My first day of work at my first "adult" job I met this person. We did not exactly hit it off. I thought she was a goody-goody prude and she thought I was a drunk, partying sorority girl. To be honest neither of us was too far off. She'd just graduated from a private Christian university where she was an RA. I had just finished up at OU where I'd spent the last two years drinking A LOT of alcohol along with a host of other not so good for me things.

The good news was that we took time to get through that surface stereotype and learn who the other one really was. And we became best friends.

I was there when she met her husband to be, and how she wasn't so sure about him. She was there for the first adult boyfriend (referenced in number three of this series) that didn't work out so well. She got engaged the night that I met the last boyfriend/fiance. When I went out with him the first time she told me not to worry about it, just to let go and enjoy it and she'd do the worrying.

She was there during the first breakup, the second, the third, the fourth, and the most during the last. We talked every day, several times a day right after the wedding was called off. Throughout my relationship she tried to explain the concept of codependency to me, but I never allowed it to sink in. Oh I knew that I was very codependent, but I did not want to hear it. Finally after that break up I got it through my head. Through many, many, many, many talks, tears and realizations I began to heal from the relationship.

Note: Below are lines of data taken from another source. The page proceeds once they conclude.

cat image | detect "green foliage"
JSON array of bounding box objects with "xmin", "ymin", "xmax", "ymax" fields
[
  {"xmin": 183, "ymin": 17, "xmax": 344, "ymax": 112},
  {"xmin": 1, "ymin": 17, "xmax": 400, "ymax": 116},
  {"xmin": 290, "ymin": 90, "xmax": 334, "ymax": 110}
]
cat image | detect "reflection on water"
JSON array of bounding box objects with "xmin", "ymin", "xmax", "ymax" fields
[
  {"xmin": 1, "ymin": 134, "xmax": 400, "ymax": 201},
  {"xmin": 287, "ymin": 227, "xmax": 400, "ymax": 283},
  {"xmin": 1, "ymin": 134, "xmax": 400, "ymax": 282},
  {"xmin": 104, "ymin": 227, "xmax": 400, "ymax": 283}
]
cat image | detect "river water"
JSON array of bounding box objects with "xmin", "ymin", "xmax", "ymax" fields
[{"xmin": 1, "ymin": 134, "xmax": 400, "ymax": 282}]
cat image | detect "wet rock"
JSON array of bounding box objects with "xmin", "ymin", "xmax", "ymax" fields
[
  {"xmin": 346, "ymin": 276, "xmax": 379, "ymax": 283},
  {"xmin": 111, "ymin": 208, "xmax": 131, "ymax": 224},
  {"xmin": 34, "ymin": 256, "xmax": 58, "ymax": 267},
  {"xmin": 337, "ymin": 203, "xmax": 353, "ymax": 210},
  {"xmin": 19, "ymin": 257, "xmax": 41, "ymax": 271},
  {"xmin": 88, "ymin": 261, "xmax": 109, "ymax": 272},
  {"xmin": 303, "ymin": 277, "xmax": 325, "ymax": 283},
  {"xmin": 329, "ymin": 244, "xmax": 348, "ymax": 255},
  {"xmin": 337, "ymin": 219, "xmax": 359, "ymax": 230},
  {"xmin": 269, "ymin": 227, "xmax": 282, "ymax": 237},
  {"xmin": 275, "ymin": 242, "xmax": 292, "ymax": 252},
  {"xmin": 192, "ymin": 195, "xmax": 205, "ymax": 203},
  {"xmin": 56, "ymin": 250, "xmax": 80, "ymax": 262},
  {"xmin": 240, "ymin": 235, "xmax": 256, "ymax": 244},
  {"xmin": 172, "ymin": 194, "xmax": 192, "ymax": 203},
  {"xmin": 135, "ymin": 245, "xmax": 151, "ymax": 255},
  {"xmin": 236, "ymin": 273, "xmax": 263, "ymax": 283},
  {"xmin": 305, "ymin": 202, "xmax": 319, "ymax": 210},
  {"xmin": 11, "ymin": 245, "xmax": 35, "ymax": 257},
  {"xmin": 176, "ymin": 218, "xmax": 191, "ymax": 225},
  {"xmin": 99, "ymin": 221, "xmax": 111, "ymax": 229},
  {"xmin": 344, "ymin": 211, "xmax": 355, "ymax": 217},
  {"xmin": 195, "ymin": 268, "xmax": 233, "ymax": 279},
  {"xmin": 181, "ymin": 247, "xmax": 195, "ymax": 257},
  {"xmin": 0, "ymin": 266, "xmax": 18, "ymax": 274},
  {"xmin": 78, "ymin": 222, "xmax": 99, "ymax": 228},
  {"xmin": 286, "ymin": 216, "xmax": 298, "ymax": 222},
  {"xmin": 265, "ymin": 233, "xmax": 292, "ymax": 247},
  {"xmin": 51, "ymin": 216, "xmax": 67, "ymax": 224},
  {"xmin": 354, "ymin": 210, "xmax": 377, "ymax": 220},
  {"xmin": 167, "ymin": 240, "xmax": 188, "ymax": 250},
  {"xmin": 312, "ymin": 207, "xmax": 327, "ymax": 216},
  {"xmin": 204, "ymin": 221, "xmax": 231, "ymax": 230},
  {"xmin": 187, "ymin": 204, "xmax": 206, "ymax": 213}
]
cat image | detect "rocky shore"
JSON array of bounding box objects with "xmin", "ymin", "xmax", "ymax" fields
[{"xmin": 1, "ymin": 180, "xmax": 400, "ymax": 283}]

The hardest part was that I had to learn who I was, as an adult, in Norman, without him. Let's be honest. I graduated college, partied that whole summer, started a job and started dating someone from home, leading me to be at home every weekend and a few times a week. When that finally came to an end I just wanted away from him, so I threw myself into the next relationship, giving up all the things that were me that reminded me of him for this guy who was such a polar opposite.

Here I was now trying to figure out who I was and what I wanted. July 23, 2009 I cried on the phone to her for about three hours. We went through everything and I was frustrated by my lack of passion. The ex was passionate about sports, but what was I passionate about? Him. (And my darling child I nannied for.) Through this conversation all I could come up with was people. What I finally realized was that I wanted to help people. I don't know that I would have seen that without her talking me through it.

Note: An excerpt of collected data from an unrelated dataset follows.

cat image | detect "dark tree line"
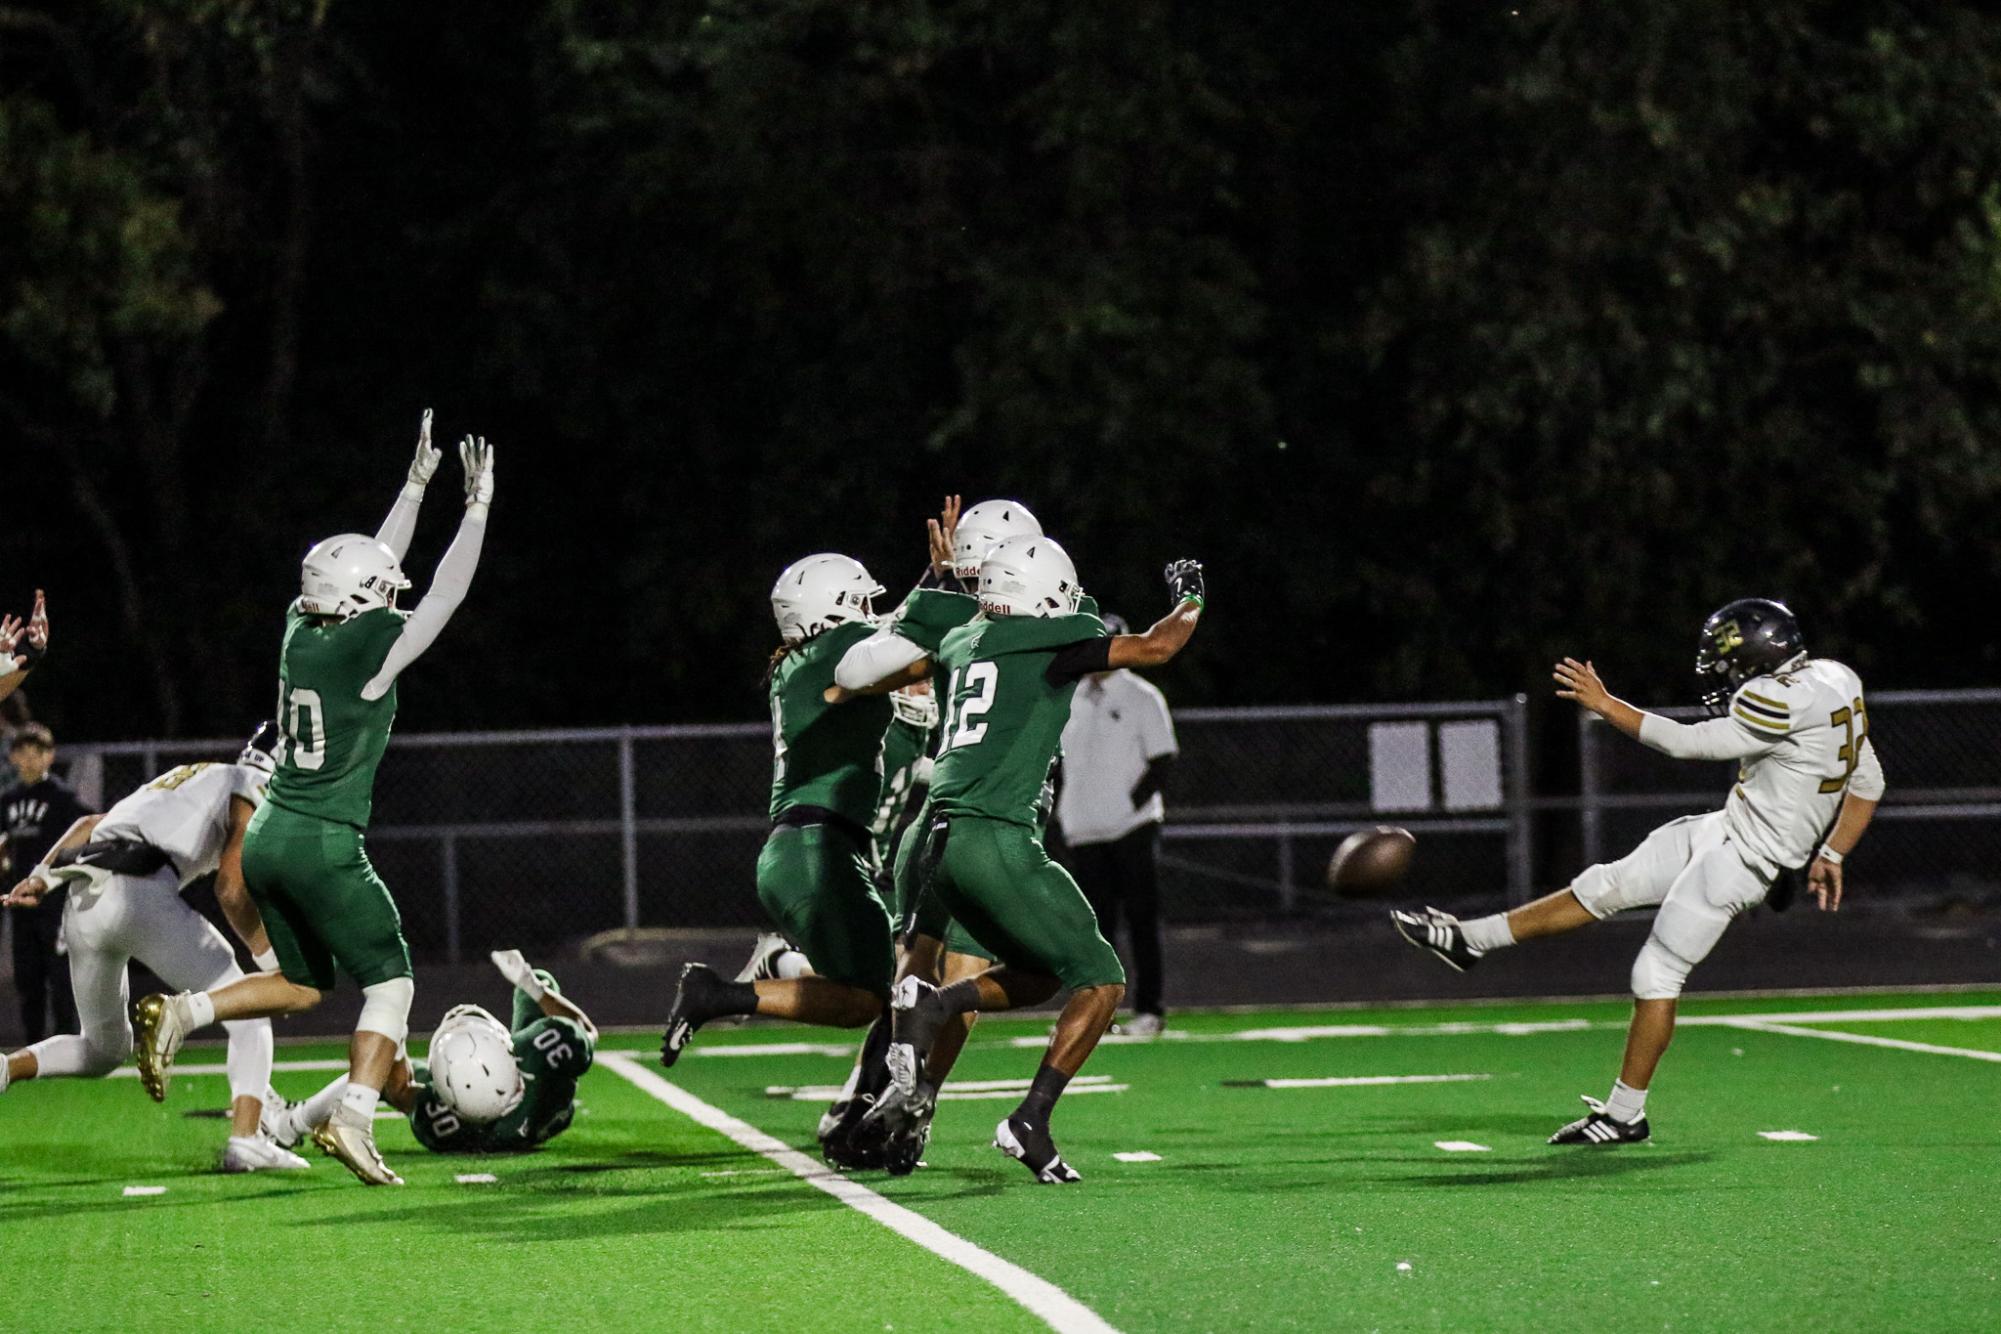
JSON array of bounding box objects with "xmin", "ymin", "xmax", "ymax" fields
[{"xmin": 3, "ymin": 1, "xmax": 1999, "ymax": 740}]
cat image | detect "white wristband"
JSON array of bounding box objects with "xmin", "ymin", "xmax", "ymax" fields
[
  {"xmin": 253, "ymin": 947, "xmax": 280, "ymax": 973},
  {"xmin": 1816, "ymin": 845, "xmax": 1844, "ymax": 866}
]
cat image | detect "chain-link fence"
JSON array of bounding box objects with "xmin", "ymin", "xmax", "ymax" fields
[
  {"xmin": 42, "ymin": 688, "xmax": 1994, "ymax": 965},
  {"xmin": 56, "ymin": 700, "xmax": 1532, "ymax": 961},
  {"xmin": 1572, "ymin": 689, "xmax": 2001, "ymax": 907}
]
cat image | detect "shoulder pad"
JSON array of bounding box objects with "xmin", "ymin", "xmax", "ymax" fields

She has her Masters of Human Relations. That's how we met. She moved to Norman to go to grad school and we went to work at the same place, on the same day. Halloween day, last year, on a whim, I asked her about grad school. It was just a question, nothing really serious about it. We ended up talking for a long time the next night. I have already expressed how much I want to be a mom and I want a daughter, plain and simple. I was very lightly rolling the idea of grad school in my head. I kind of had a framework of what I wanted to do, or what group I wanted to help, and when I realized that there was a non profit element to the MHR I was intrigued.

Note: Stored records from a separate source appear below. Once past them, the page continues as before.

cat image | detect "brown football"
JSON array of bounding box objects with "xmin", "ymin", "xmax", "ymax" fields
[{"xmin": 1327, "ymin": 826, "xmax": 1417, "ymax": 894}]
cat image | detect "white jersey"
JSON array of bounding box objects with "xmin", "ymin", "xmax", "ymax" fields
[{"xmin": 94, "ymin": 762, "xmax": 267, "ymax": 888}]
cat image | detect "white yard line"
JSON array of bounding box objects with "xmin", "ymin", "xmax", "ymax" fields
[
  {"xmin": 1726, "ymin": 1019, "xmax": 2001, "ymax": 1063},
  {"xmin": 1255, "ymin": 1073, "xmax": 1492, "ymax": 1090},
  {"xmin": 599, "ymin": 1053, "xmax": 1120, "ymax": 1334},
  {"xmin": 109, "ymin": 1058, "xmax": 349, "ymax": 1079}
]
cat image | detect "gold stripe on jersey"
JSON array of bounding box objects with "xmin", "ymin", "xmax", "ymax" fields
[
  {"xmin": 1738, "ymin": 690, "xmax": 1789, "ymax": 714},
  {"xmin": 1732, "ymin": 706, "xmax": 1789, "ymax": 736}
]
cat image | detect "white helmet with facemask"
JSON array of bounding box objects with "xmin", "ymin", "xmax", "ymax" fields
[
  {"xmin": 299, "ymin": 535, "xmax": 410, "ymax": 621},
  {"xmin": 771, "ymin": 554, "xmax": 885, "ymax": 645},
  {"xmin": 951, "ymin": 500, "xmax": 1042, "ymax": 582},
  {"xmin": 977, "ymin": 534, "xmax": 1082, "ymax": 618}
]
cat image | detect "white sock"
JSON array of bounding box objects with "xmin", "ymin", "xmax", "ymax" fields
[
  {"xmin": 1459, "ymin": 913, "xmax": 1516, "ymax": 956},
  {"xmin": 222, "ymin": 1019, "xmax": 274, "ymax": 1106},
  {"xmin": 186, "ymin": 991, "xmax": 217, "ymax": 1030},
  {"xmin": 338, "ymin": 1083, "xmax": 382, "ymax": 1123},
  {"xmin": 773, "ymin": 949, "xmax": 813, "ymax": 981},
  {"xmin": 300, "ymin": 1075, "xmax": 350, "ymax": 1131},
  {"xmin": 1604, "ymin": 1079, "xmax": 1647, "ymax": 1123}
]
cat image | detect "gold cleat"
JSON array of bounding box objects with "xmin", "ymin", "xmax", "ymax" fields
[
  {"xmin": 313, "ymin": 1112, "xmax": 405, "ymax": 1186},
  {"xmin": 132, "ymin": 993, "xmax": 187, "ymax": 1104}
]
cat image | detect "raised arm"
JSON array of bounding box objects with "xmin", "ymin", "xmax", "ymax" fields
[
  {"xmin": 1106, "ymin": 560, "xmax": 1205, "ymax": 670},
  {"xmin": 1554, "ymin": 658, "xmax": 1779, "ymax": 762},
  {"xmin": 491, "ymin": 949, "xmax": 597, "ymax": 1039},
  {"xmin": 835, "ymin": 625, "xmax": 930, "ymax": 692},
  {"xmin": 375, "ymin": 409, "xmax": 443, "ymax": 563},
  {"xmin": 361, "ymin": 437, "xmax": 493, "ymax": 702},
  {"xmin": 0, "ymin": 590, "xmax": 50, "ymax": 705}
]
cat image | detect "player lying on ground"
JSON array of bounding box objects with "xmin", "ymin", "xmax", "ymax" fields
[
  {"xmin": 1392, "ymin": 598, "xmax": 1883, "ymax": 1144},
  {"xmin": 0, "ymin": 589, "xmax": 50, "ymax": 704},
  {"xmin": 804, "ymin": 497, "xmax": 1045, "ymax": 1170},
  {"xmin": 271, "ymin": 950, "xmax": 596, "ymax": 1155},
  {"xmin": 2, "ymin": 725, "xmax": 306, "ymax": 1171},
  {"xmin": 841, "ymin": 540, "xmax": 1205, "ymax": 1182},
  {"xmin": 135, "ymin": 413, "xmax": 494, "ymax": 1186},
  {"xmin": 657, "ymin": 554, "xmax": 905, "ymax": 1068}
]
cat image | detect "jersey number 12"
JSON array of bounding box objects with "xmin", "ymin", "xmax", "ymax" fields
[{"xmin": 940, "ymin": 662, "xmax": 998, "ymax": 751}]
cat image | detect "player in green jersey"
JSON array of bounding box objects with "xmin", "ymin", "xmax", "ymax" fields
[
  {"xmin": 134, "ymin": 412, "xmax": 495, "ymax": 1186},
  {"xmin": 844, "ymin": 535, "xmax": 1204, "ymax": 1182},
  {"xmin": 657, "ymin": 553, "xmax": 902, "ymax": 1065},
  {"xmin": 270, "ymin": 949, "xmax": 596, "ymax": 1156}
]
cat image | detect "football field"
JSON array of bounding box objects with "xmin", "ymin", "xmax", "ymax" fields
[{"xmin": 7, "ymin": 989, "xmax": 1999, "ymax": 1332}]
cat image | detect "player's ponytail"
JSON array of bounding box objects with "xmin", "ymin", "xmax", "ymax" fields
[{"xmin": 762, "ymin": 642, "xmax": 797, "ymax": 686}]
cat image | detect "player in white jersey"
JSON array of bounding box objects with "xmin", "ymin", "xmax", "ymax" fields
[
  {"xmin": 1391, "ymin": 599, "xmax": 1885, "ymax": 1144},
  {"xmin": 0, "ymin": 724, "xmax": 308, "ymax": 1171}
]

As we're talking and I started to kind of come around to the idea, realized how many hours it was and what the requirements were, she said the cruelest, meanest, most perfect thing to me: What are you going to tell your daughter when you had this opportunity to further your education and you didn't do it?


Geez. That was low. Using my yet to be conceived child, that I want more than anything against me? You know what? It worked. That was the one thing that I needed to jump start me. I realized that I have this amazing opportunity. I was given a second chance. I had decided that my life would be one way, but God did not see it that way. I was given this chance to not only change my life, but hopefully to change others' as well.

I hated school. Especially college. I wasn't really looking forward to "hitting the books" again. What I realized, though, was that I have finally found my calling. Now I hate the word "calling" because the majority of people that I have heard use it have been so full of crap that it just makes it sound like total B.S. But, alas, that's what it is. My challenge to myself, though, is to not rush through school and be looking forward to the finish line, like I have my entire life. I am truly, honestly enjoying school. I love that in grad school (or maybe it is just the Human Relations department) that they really seem to want you to learn. We have a social justice basis and they challenge you to make a difference in your community, no matter what track you set yourself on. I love that! I love my specialization! I love the potential that I can see coming from it! I feel so lucky and blessed to have a second chance at life. I know I'm going to make a difference. I'm not exactly sure how, but I have some ideas and I think after next semester I am going to be ready to take a huge step of faith and try it out. Time will tell.

I'm so glad that I didn't take this friend at face value and totally stereotype her that first day at work. Who knows where I would be without her!